Amy Whitmarsh ’23 is already making her mark in neuroscience, including on several projects at Chapman University’s Institute for Interdisciplinary Brain and Behavioral Sciences (Brain Institute).
She was awarded a 2022 Summer Undergraduate Research Fellowship (SURF) and an Undergraduate Scholarly Creative Grant, and she presented her work at two national neuroscience gatherings.
“At Chapman, you can get into a research lab and work directly with graduate students and professors,” Whitmarsh says.
Associate Professor Caroline Wilson, director of the neuroscience minor in Crean College of Health and Behavioral Sciences, says Whitmarsh “has demonstrated her ability to aptly contribute intellectually to the scientific investigation.”
Whitmarsh has worked with Assistant Professor Aaron Schurger on several Brain Institute research projects, including how consciousness plays into free-will decisions.
In that project, “we’re basically looking at the brain using electroencephalography, which is where we put all the electrodes on your head,” Whitmarsh says. “We’re trying to see whether we can determine which button the participant will press in a spontaneous condition.”
The hypothesis, she says, was that researchers can’t predict which button a person will press.
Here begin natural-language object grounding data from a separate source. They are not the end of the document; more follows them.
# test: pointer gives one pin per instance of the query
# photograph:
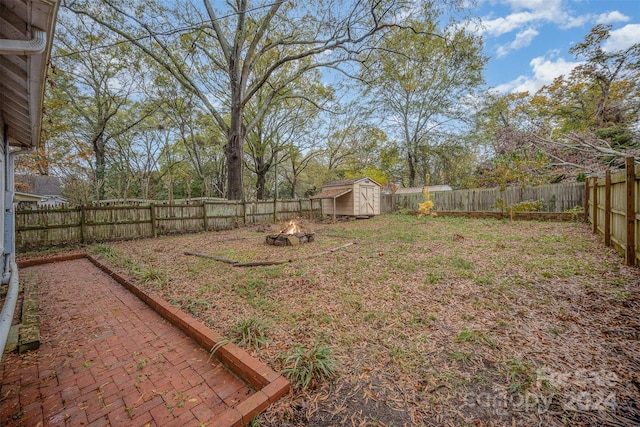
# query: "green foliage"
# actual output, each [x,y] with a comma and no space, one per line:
[251,331]
[307,367]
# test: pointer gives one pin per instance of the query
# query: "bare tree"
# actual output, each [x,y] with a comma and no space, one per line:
[225,55]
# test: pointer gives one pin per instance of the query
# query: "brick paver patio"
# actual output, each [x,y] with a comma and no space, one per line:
[108,359]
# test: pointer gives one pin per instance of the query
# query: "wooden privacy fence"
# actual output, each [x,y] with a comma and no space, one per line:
[612,207]
[556,197]
[85,224]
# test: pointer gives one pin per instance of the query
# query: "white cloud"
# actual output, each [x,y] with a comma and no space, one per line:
[544,71]
[611,17]
[622,38]
[523,39]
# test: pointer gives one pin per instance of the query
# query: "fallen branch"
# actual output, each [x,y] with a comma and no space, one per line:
[228,261]
[263,263]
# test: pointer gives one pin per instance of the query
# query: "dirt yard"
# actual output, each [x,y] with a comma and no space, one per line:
[427,321]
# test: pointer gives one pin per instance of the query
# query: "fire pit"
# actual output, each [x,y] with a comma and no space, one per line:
[292,235]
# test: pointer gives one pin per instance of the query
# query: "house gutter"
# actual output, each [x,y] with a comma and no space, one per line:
[35,46]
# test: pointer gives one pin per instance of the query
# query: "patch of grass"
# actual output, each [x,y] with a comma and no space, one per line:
[105,251]
[152,275]
[519,374]
[251,331]
[251,289]
[462,263]
[190,304]
[467,335]
[461,356]
[307,367]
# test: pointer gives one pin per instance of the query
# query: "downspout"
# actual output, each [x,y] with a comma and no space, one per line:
[9,213]
[10,271]
[35,46]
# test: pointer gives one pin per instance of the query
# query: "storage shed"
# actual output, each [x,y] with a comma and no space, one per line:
[359,197]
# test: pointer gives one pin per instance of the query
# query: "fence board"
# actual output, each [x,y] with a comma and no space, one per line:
[49,227]
[556,197]
[623,187]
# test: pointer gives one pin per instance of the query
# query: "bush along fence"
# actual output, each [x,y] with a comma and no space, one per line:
[612,206]
[551,198]
[87,224]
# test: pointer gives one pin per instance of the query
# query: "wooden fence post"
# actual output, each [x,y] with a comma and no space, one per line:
[204,215]
[595,204]
[630,258]
[244,212]
[83,221]
[586,200]
[275,210]
[152,214]
[607,208]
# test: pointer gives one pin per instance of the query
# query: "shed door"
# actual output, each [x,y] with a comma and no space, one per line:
[366,200]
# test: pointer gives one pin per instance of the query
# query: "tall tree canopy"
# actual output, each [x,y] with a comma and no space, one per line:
[581,123]
[421,83]
[226,53]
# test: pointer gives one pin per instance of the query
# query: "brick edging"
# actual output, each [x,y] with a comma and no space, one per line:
[39,261]
[270,385]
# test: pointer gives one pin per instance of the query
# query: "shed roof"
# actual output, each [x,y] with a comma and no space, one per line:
[333,193]
[26,34]
[348,181]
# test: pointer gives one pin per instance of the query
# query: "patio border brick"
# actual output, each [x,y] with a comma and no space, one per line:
[270,385]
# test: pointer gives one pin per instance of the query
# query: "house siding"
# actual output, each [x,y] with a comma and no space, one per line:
[3,183]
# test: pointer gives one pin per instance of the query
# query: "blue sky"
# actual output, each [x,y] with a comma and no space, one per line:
[528,41]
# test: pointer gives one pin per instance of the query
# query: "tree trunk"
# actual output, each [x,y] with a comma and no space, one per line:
[98,149]
[412,170]
[261,178]
[234,151]
[294,182]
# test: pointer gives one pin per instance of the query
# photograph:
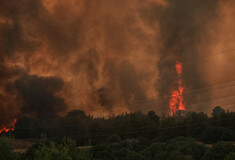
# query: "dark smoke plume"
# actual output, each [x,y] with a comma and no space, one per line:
[39,96]
[109,56]
[183,25]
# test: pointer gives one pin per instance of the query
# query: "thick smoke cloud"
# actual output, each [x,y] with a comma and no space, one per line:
[107,56]
[39,95]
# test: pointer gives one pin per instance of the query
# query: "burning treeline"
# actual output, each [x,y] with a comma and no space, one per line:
[107,56]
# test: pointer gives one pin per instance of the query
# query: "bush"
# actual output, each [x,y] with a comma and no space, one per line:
[65,150]
[230,156]
[6,150]
[219,151]
[215,133]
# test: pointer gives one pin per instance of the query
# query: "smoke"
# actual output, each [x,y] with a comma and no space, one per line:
[183,26]
[106,56]
[39,95]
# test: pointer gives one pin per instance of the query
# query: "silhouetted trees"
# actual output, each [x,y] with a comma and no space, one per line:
[77,125]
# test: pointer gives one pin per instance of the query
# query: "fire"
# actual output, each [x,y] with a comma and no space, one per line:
[11,128]
[176,99]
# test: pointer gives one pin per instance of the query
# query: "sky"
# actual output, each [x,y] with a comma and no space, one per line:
[114,56]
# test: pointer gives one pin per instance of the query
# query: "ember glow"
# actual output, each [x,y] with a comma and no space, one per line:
[176,99]
[8,129]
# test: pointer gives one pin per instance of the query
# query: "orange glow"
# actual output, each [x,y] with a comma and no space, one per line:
[11,128]
[176,99]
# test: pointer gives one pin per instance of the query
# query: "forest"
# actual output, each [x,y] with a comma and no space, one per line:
[129,136]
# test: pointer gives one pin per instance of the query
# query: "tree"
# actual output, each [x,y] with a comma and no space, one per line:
[6,150]
[213,134]
[219,151]
[230,156]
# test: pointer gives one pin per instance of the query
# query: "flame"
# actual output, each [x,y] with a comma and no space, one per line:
[11,128]
[176,99]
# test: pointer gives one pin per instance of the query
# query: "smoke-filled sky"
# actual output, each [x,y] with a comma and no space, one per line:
[112,56]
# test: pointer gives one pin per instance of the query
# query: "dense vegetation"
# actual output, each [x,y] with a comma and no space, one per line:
[133,136]
[77,125]
[179,148]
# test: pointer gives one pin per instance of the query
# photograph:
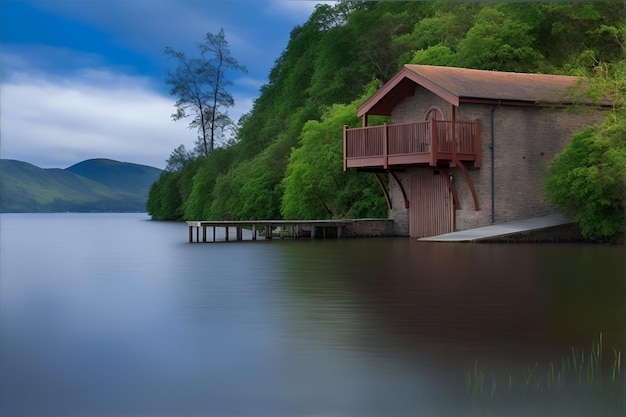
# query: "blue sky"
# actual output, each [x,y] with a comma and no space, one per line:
[84,79]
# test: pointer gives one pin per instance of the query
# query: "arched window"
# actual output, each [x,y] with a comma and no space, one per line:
[434,113]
“Which I think is good for free will because it shows that we do have free will – it’s not like the brain is coming up with these answers before our conscious self knows about them,” she says.
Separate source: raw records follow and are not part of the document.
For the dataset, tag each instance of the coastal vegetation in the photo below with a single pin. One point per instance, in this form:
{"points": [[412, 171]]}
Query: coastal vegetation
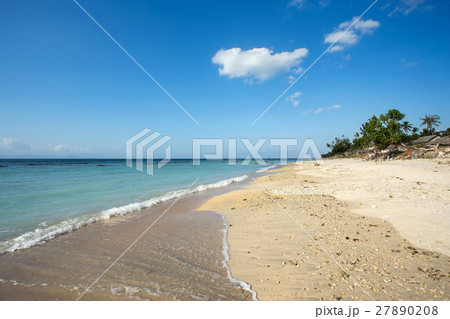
{"points": [[386, 130]]}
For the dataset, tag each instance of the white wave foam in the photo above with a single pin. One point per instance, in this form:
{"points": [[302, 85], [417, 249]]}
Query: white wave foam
{"points": [[41, 235], [262, 170], [226, 255]]}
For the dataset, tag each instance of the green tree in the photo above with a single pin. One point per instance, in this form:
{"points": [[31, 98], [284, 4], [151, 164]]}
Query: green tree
{"points": [[339, 145], [381, 131], [406, 127], [430, 121]]}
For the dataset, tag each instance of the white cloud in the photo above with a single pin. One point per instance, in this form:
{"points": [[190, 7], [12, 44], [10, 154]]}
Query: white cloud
{"points": [[324, 3], [61, 147], [318, 110], [257, 63], [297, 3], [7, 142], [321, 109], [294, 98], [407, 6], [352, 36], [408, 64], [291, 79], [334, 107], [306, 112], [14, 147]]}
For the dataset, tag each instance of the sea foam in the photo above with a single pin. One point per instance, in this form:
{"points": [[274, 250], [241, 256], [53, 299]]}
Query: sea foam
{"points": [[40, 235]]}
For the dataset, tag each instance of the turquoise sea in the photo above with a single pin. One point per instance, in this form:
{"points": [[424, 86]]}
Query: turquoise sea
{"points": [[42, 198]]}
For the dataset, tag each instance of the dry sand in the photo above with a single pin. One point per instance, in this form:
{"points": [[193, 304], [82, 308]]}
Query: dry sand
{"points": [[344, 230]]}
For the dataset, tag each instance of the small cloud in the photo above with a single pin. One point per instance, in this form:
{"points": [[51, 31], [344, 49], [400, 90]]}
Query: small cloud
{"points": [[408, 64], [334, 107], [11, 146], [297, 3], [344, 38], [324, 3], [318, 110], [61, 147], [306, 112], [387, 5], [7, 142], [294, 98], [405, 7], [257, 63], [321, 109], [291, 79]]}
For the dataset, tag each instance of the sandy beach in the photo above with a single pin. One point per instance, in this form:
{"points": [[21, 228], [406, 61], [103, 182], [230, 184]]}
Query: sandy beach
{"points": [[344, 230]]}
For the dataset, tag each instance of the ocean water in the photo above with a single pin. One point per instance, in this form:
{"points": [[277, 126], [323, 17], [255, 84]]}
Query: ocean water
{"points": [[40, 199]]}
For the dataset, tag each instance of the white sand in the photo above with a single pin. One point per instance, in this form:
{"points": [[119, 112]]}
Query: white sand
{"points": [[413, 195]]}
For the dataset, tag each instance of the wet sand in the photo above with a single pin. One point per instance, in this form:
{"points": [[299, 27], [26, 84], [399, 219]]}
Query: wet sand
{"points": [[292, 238], [180, 258]]}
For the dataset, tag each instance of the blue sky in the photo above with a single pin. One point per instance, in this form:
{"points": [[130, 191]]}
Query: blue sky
{"points": [[67, 90]]}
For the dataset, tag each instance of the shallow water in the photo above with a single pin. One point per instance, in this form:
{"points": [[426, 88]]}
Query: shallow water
{"points": [[40, 199], [181, 257]]}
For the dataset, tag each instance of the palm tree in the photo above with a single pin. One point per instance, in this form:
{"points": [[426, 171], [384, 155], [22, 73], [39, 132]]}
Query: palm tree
{"points": [[430, 121], [406, 126]]}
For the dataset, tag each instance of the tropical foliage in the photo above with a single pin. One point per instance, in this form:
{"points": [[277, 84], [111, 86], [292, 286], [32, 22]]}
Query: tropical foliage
{"points": [[430, 121], [384, 130], [339, 145]]}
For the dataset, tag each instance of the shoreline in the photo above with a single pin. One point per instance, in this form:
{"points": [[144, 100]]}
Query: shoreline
{"points": [[41, 235], [278, 259], [183, 257]]}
She presented a poster on the project at the Society for Neuroscience’s annual meeting in San Diego in November 2022.
Additionally, she worked on projects studying facial perception in autistic children through the Brain Institute
As a post-baccalaureate research assistant, Whitmarsh plans to pursue a Ph.D. in neuroscience or psychology. She wants to work in neuropsychology, looking at how disorders like autism influence behaviors.
“You have people studying the neuroscience side – the mechanisms of what’s happening in the brain,” she says. “And then you also have people studying the psychology. I want to do both.”
She was in the neuroscience minor’s second cohort.
“I knew that I wanted to go into health science in general, which is my major, but I didn’t know about neuroscience and how much I would like it,” she says.